Esa misma noche empezó todo. Entre ella y Fabio lo su­bieron al cuarto alto. Allí, don Antenor Domínguez, semicolgado de las correas atadas a un travesaño de fierro, que el doctor había hecho colocar sobre la cama, erguido a medias podía contemplar el campo. Su campo. Alguna vez volvió a garrapatear con lentitud unas letras torcidas, grandes, y Paula mandó llamar a unos hombres que, abriendo un boquete en la pared, extendieron la ventana hacia abajo y a lo ancho. El viejo volvió a sonreír entonces. Se pasaba horas con la mirada perdida, solo, en silencio, abriendo y cerrando la boca como si rezara –o como si repitiera empecinadamente un nombre, el suyo, gestándose otra vez en el vientre de Paula–, mirando su tierra, lejos hasta los altos pinos, más allá del Cerro Negro. Contra el cielo.

Una noche volvió a sacudirse en un ahogo. Paula dijo:

–Va a tener el chico. El asintió otra vez con la cabeza.

Con el tiempo, este diálogo se hizo costumbre. Cada noche lo repetían.

V

El campo y el vientre hinchado de la mujer: las dos únicas cosas que veía. El médico, ahora, sólo lo visitaba si Paula –de tanto en tanto, y finalmente nunca– lo mandaba llamar, y el mismo Fabio, que una vez por semana ataba el sulky e iba a comprar al pueblo los encargos de la muchacha, acabó por olvidarse de subir al piso alto al caer la tarde.
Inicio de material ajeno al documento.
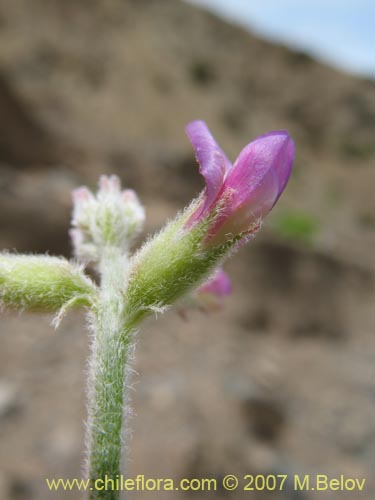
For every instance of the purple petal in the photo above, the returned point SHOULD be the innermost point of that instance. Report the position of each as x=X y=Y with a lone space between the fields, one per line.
x=219 y=285
x=261 y=171
x=213 y=164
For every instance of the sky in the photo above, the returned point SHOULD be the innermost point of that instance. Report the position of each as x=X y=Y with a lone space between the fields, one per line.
x=338 y=32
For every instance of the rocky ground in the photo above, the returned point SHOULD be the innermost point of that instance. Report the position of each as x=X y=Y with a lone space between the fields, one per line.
x=281 y=381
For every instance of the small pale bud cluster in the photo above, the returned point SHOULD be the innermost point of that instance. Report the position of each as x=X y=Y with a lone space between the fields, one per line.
x=41 y=282
x=111 y=218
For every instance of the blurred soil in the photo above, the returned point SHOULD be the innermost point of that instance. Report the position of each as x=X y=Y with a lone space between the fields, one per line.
x=282 y=380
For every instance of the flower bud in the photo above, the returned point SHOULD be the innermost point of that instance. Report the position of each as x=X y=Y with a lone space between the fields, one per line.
x=111 y=218
x=42 y=283
x=239 y=196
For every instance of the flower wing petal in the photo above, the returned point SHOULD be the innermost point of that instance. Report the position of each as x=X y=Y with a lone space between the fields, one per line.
x=262 y=170
x=213 y=164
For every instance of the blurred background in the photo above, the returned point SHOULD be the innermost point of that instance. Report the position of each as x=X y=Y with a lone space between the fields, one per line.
x=282 y=380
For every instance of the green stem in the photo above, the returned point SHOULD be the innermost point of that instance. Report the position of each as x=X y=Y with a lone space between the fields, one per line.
x=110 y=353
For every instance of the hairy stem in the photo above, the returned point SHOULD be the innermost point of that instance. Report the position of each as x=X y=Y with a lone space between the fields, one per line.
x=107 y=399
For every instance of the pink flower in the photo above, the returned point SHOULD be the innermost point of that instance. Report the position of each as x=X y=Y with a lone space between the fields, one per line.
x=239 y=195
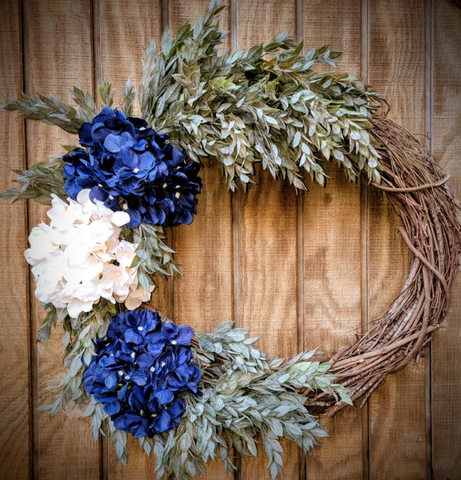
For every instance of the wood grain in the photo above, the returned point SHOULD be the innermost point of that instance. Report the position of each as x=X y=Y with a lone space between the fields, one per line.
x=397 y=411
x=58 y=54
x=344 y=233
x=15 y=421
x=203 y=296
x=123 y=29
x=267 y=232
x=446 y=367
x=333 y=251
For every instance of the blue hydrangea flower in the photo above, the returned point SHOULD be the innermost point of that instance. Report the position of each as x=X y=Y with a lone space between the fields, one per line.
x=130 y=166
x=140 y=370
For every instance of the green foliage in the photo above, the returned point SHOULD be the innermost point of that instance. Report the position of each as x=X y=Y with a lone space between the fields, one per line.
x=153 y=256
x=129 y=94
x=38 y=183
x=49 y=110
x=266 y=105
x=77 y=340
x=245 y=392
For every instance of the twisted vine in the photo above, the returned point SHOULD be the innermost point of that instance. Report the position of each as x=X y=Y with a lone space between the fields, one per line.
x=417 y=188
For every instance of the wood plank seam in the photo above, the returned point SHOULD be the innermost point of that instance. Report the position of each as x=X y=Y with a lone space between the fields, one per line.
x=103 y=442
x=364 y=228
x=429 y=143
x=299 y=33
x=235 y=220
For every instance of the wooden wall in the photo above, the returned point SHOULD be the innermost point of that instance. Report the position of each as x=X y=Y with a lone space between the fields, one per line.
x=300 y=271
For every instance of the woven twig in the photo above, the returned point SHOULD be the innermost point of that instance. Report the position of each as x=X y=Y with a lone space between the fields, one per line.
x=416 y=186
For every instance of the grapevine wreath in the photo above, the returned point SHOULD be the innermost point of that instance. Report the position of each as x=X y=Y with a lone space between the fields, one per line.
x=191 y=397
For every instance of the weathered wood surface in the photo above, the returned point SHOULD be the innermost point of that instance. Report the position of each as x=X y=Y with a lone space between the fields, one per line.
x=398 y=425
x=301 y=272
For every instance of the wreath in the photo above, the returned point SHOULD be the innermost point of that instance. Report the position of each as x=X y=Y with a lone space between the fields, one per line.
x=190 y=397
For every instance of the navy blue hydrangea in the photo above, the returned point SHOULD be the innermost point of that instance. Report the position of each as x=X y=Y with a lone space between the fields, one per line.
x=140 y=370
x=131 y=167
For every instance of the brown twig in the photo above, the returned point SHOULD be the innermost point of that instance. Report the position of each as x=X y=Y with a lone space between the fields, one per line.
x=432 y=232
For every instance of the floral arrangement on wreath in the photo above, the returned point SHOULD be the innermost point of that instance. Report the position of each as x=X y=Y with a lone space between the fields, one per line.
x=189 y=397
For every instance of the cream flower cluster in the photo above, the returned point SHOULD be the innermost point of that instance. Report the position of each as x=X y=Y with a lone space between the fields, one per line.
x=79 y=258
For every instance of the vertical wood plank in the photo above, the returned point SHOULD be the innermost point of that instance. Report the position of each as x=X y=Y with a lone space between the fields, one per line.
x=446 y=368
x=203 y=296
x=15 y=421
x=122 y=30
x=397 y=411
x=58 y=54
x=333 y=251
x=267 y=232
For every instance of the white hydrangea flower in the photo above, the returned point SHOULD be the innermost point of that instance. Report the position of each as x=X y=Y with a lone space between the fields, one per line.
x=79 y=257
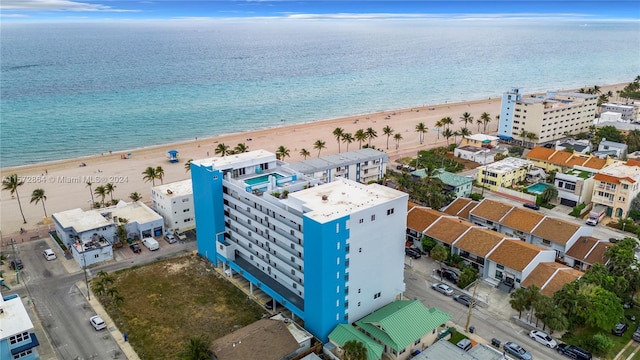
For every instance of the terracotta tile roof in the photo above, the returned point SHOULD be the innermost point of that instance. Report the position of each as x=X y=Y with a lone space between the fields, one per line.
x=419 y=218
x=556 y=230
x=448 y=229
x=551 y=277
x=522 y=219
x=491 y=210
x=457 y=205
x=515 y=254
x=479 y=241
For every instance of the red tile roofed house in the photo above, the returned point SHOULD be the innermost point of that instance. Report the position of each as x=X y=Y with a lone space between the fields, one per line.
x=418 y=219
x=558 y=235
x=586 y=252
x=488 y=213
x=550 y=277
x=513 y=260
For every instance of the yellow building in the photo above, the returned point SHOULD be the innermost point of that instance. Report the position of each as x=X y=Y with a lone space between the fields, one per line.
x=504 y=173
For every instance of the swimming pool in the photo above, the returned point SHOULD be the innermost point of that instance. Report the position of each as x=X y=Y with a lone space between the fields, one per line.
x=261 y=179
x=537 y=188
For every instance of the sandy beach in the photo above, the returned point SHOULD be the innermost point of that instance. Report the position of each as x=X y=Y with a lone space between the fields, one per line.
x=64 y=182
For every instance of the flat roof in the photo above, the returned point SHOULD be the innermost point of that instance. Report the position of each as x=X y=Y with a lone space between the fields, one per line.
x=341 y=197
x=177 y=188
Salvo ella, nadie subía.

Cuando el vientre de Paula era una comba enorme, tirante bajo sus ropas, la mujer que ayudaba en la cocina no volvió más. Los ojos de Antenor, interrogantes, estaban mirando a Paula.

–La eché –dijo Paula.

Después, al salir, cerró la puerta con llave (una llave grande, que Paula llevará siempre consigo, colgada a la cintura), y el viejo tuvo que acostumbrarse también a esto. El sonido de la llave giran­do en la antigua cerradura anunciaba la entrada de Paula –sus pa­sos, cada día más lerdos, más livianos, a medida que la fecha del parto se acercaba–, y por fin la mano que dejaba el plato, mano que Antenor no se atrevía a tocar. Hasta que la mirada del viejo también cambió. Tal vez, alguna noche, sus ojos se cruzaron con los de Paula, o tal vez, simplemente, miró su rostro. El silencio se le pobló entonces con una presencia extraña y amenazadora, que acaso se parecía un poco a la locura, sí, alguna noche, cuando ella venía con la lámpara, el viejo miró bien su cara: eso como un gesto estáti­co, interminable, que parecía haberse ido fraguando en su cara o quizá sólo en su boca, como si la costumbre de andar callada, apre­tando los dientes, mordiendo algún quejido que le subía en pun­tadas desde la cintura, le hubiera petrificado la piel. O ni necesitó mirarla. Cuando oyó girar la llave y vio proyectarse larga la sombra de Paula sobre el piso, antes de que ella dijera lo que siempre decía, el viejo intuyó algo tremendo. Súbitamente, una sensación que nunca había experimentado antes. De pronto le perforó el cerebro, como una gota de ácido: el miedo. Un miedo solitario y poderoso, incomunicable. Quiso no escuchar, no ver la cara de ella, pero adi­vinó el gesto, la mirada, el rictus aquel de apretar los dientes. Ella dijo:

–Va a tener el chico.

Antenor volvió la cara hacia la pared. Después, cada noche la volvía.

VI

Nació en invierno; era varón. Paula lo tuvo ahí mismo. No mandó llamar a la Tomasina: el día anterior le había dicho a Fabio que no iba a necesitar nada, ningún encargo del pueblo.

–Ni hace falta que venga en la semana –y como Fabio se había quedado mirándole el vientre, dijo: –Mañana a más tardar ha de venir la Tomasina.

Después pareció reflexionar en algo que acababa de decir Fabio; él había preguntado por la mujer que ayudaba en la casa. No la he visto hoy, había dicho Fabio.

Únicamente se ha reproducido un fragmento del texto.